En esta industria —como en muchas— se aplaude más al que aguanta que al que decide soltar.
El que sigue empujando un proyecto aunque ya no tenga sentido. El que insiste en cerrar un negocio que no es viable, solo para no «perder» la inversión emocional. El que termina una obra sabiendo que está mal planteada desde el inicio… pero igual la entrega.
Porque detener algo se percibe como debilidad. Como falta de liderazgo. Como si «abandonar» fuera lo peor que se puede hacer.
Pero muchas veces, el acto más responsable que puede tener un líder es suspender. Evaluar. Replantear. O dejar ir.
He tenido que hacerlo. Proyectos con buena intención, pero sin condiciones. Clientes con grandes ideas, pero sin estructura.
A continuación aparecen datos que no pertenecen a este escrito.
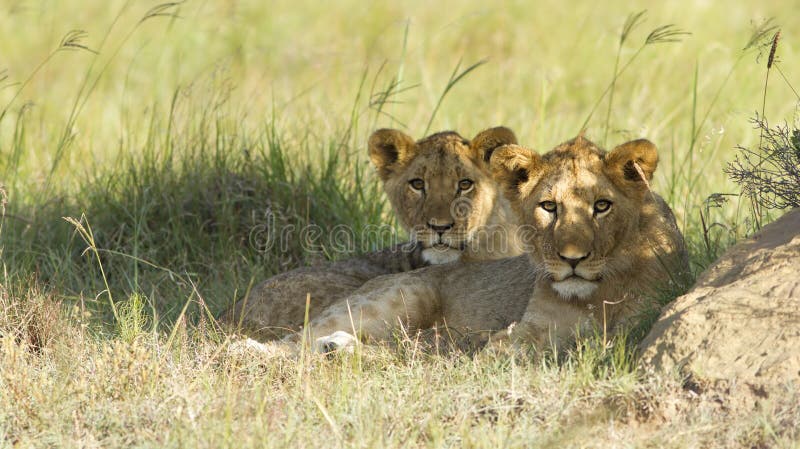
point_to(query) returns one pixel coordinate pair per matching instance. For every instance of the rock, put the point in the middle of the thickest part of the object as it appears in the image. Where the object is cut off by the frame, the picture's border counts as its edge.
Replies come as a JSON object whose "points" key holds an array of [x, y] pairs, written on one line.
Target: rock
{"points": [[738, 329]]}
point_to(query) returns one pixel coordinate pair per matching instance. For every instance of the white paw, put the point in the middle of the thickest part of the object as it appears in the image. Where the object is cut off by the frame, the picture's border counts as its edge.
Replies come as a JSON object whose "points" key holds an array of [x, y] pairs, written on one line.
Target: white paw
{"points": [[249, 347], [337, 341]]}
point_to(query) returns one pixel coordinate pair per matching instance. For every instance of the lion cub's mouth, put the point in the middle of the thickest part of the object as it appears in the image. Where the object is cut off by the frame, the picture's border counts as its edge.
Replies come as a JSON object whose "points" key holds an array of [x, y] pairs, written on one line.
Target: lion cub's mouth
{"points": [[575, 286]]}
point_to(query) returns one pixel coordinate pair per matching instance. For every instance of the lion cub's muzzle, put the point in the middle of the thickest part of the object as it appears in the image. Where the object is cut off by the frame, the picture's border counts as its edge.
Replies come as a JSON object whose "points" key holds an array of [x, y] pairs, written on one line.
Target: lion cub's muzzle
{"points": [[576, 276]]}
Equipos que empezaron bien y se desordenaron por completo.
Y no fue cómodo. Ni rápido. Ni popular. Pero fue lo correcto.
Harvard Business Review habla del «costo del exceso de compromiso»: líderes que siguen por inercia, por ego o por miedo a admitir que ya no es. Y ese costo es alto: tiempo perdido, talento quemado, dinero mal invertido y reputación en juego.
Suspender no es improvisar. Es una decisión tomada con frialdad estratégica y con respeto por el propósito original. Implica tener claro que el liderazgo no está en entregar a toda costa, sino en construir lo que sí tiene futuro.
Yo no celebro los proyectos que simplemente terminan. Celebro los que valieron la pena.
Y si uno no va, no va. Eso también es dirección.